Between the T1, 3, 4 and 5 classes, the Cars still only count for 30 of the participating vehicles, however, under these circumstances, it’s a generous number as far as safety regulations are concerned. Likewise, the leader in Autos, Nasser Al-Attiyah, won’t be making an appearance this year, which leaves space for other contenders to take his place on the highest step. The Side-by-Sides will see their fair share of fighting with names like South Racing Can-Am, Xtreme Plus and Monster Energy Can-Am in the mix. Austin Jones, the promising young driver from Phoenix, is a favorite for a class win, but he doesn’t plan to let his guard down. Even if he races flawlessly, surpasses opponents in both speed and navigation, it could still all end with too many pinch flats, an electrical gremlin or a broken swingarm – luck has a bit too much to do with the outcome.

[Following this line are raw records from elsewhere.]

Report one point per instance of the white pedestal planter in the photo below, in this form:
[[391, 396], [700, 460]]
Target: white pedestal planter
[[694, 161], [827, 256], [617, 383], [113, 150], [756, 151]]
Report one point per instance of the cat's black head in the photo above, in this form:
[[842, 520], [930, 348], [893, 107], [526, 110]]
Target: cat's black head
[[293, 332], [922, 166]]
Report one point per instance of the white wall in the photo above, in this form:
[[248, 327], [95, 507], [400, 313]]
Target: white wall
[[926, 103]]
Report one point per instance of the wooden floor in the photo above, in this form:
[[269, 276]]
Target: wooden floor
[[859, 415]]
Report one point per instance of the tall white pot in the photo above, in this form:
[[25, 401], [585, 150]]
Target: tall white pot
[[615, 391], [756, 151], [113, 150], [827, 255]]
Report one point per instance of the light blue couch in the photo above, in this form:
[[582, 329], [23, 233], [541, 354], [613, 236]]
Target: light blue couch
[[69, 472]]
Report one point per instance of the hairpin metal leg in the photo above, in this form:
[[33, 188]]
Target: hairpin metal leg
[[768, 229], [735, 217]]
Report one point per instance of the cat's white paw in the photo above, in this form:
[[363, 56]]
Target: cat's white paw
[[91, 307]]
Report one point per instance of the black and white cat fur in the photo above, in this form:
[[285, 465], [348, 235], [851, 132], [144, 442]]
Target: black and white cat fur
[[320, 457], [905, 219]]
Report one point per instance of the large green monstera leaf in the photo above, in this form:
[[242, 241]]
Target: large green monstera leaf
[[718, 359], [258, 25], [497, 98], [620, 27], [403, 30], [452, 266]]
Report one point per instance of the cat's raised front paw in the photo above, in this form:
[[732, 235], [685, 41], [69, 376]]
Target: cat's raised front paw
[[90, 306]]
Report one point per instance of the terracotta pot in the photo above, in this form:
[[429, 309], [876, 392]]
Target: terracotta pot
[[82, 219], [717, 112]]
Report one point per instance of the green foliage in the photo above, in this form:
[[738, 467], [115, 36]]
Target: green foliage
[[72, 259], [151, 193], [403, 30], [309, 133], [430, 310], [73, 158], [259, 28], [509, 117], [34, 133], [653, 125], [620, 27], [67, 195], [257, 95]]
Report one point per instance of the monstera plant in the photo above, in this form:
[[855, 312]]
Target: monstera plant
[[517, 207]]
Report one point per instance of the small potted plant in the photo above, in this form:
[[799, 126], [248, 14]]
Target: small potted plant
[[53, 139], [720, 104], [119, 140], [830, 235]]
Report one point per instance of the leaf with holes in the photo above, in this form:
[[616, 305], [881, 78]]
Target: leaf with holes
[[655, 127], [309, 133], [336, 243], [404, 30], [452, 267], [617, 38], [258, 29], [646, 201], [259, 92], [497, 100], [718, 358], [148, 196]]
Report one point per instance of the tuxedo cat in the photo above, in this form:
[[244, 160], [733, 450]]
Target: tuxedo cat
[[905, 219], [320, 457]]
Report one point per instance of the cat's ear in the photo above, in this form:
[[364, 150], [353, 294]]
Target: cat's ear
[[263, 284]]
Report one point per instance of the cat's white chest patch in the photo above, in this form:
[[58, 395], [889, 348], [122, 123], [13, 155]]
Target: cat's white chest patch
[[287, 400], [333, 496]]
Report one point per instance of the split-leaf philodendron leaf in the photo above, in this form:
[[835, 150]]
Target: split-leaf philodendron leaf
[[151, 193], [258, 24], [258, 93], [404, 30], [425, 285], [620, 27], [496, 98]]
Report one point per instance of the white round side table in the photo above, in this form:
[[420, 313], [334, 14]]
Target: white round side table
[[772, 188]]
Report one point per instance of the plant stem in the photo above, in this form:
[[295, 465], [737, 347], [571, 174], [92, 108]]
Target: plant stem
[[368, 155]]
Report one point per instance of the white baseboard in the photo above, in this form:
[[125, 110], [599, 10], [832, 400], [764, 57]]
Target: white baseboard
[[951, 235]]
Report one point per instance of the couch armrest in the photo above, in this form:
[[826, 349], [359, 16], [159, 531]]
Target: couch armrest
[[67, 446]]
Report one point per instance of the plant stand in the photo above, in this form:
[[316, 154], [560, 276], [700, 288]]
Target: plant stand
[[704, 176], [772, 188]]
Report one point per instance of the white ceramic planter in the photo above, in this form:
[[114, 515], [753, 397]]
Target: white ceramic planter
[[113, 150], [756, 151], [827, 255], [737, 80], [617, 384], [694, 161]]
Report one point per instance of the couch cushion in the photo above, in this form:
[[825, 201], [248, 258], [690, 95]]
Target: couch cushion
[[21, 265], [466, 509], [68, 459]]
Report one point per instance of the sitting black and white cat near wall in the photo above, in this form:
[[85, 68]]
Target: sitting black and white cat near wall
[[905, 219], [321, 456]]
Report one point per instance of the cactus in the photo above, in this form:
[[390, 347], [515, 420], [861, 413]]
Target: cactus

“Super stoked to be back here. I raced in 2019 and had a little bit of trouble in a couple of stages. We finished 5th, so I’m definitely excited to have some redemption and achieve a better position with this one. Really looking forward to getting into Mongolia in the really open, fast sections. Something I like a lot. It’s going to rad, and I’m excited for this race!“ – Austin Jones, #400 Monster Energy Can-Am
Omsk sweltered in that same heatwave sweeping much of the northern hemisphere. 95-degrees Fahrenheit seems like child’s play compared to a staggering 114-plus in the Pacific Northwest, but when you’re draped in full race regalia or exposed to direct sunlight or your hotel with a 4.5-star Google rating just happens to not have any air-conditioning (or even just a fan), these temps are debilitating. It adds another element to the complexity of rally raid, not just on-course but in the day-to-day. There’s no rest at night nor reprieve at mid-morning. A breeze through the window carries a variety of winged organisms into the room only comparable in diversity to the inside of a yoga instructor’s intestinal tract. As if dusty face masks, fist bumps for handshakes and ta constant threat of SARS-CoV-2 weren’t enough of a curveball, but yet when you stroll past the team canopies at Parque Firme or scan the audience surrounding the podium, what you see isn’t the agony you’d expect from auxiliary obstacles. Quite the contrary. People went about their business as usual, as if no number of hurdles placed in front of them could hinder their resolve to reach the finish line. And why not? The people at Silk Way want to be here. They’ve all dropped stacks of dollars, euros and rubles, signed up for at least six, possibly eight, invasive PCR throat stabs and dedicated a minimum of two weeks of their time to reach Day One.
So maybe the Silk Way Rally didn’t fill the proverbial venue or half the entertainment cancelled, but at least they know that the few guests who showed up really meant it. And the two countries who engaged the group – especially in this era of uncertainty – will be cherished for a lifetime.